А еще эпилепсия – излюбленная тема для симуляций. Это абсолютно глупая и бесперспективная затея, но с завидной регулярностью находились персонажи, которые что-то себе придумывали и красиво падали то ли в припадок, то ли в обморок, непременно в присутствии сотрудников.
Все, кто содержится в следственном изоляторе, живут одновременно в двух мирах. Один – это их жизнь на воле (друзья, семья и следственная ситуация), другой – жизнь в изоляторе. «Тело здесь – а душа далеко, тело здесь – для отчета ментам, а душа – там, где мать родила»[13]. И этот второй – очень бедный мир. С малым количеством событий и откровенно скучный. Если для одних пообщаться с психиатром – жизненная необходимость, то для других это своеобразная форма досуга. Вторые – неинтересные, хотя иногда и достаточно курьезные.

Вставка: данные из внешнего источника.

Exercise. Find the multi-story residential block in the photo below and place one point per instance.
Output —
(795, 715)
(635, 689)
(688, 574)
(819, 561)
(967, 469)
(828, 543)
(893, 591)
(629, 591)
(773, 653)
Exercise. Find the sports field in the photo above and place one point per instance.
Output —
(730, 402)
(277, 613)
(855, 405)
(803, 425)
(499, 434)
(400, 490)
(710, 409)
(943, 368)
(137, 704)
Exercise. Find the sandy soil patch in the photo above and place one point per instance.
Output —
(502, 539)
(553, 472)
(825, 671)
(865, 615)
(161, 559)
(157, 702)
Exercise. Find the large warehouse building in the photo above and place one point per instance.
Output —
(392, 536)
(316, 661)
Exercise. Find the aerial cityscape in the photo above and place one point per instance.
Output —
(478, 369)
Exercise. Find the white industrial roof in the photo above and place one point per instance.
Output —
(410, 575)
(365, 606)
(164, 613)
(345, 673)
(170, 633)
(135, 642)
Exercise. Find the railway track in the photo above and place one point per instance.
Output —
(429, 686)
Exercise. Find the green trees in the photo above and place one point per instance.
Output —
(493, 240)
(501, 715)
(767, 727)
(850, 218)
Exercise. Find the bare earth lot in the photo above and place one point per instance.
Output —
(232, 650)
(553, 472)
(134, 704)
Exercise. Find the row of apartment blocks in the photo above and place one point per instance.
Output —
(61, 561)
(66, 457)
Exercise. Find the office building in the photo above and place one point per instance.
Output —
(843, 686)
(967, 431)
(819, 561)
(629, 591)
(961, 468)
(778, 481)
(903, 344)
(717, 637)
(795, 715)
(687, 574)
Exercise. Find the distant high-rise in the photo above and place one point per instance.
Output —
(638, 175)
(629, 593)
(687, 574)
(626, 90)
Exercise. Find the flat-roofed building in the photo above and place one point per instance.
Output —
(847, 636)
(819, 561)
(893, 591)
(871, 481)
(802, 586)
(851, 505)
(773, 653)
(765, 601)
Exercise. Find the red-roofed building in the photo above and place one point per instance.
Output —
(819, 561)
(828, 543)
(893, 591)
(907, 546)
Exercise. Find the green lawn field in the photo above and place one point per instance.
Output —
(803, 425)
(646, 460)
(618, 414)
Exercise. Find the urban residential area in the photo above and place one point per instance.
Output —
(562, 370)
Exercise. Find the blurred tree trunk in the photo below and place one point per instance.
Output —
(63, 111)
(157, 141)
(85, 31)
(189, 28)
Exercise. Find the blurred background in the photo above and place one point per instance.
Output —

Повторюсь. Для консультаций на корпусах у нас не было отведено строго определенного времени. Они проводились или заодно, когда я шел по каким-то делам, или же экстренно – когда все бросаешь и бежишь. Практически все время после обеда и до конца рабочего дня мы проводили в кабинете, принимая пациентов. Как тех, кто уже лежит у нас на отделении, так и тех, кого привели на консультацию сотрудники режимных корпусов.
Когда пациент не приходит сам, а его приводят сотрудники, то первый ребус, который нужно разгадать, – кому это надо. У кого «рента» – у сотрудника или у заключенного? И это не всегда очевидно. Сотрудник хочет решить свои вопросы за мой счет, избавиться от «геморроя» в виде непослушного зека, и совсем необязательно он скажет об этом прямо. Со стороны жулика тоже не все просто – это может быть провокацией, манипуляцией сотрудником, чтобы тот решил, что хочет отвести его к психиатру.
А дело вот в чем – наша роль специфична, и, помимо непосредственно медицины, нашими руками решалось много разнообразных задач. Чтобы понять, решение какой задачи тебе предстоит, времени было мало. Чем быстрее разгадаешь ребус – тем качественнее результат. Хорошо, когда на вопрос в лоб, «кто, что и зачем», я получал понятный ответ. Хуже, если сотрудник и/или жулик начинали петлять и юлить.
Если мы консультировали арестанта, имеющего явное и непосредственное отношение к нам (то есть признаки психического расстройства), мы больше увлекались клинической картиной и особенностями патологии. Если же это был режимный вопрос, то в первую очередь нужно было решить, в чью пользу играть. Расстановка приоритетов была следующей. Прежде всего какую максимальную выгоду, ну, или наименьший вред я могу извлечь из ситуации для себя. Далее – качели: как помочь бедолаге и подыграть администрации. Позже я приведу конкретные примеры разрешения таких вопросов, чтобы было понятнее.
С пациентами отделения мы поступали следующим образом. Сначала принимали надзорные палаты, где содержались наиболее сложные и тяжелые пациенты, представляющие опасность для себя или окружающих. Нередко для спокойного общения с таким пациентом приходилось звать на помощь сотрудников. Обычно найти пару человек, желающих поприсутствовать при общении врача и психически больного пациента, не составляло труда. В исключительных же случаях мы вызывали из дежурной смены специально обученных людей со спецсредствами вроде наручников и дубинок. Формально осмотр и беседу можно было провести прямо в «надзорке», но мы старались этого не делать, так как нам было важно узнать, как ведет себя агрессивный пациент, пока его ведут от камеры до кабинета, меняется ли его аффект от обстановки и все такое прочее.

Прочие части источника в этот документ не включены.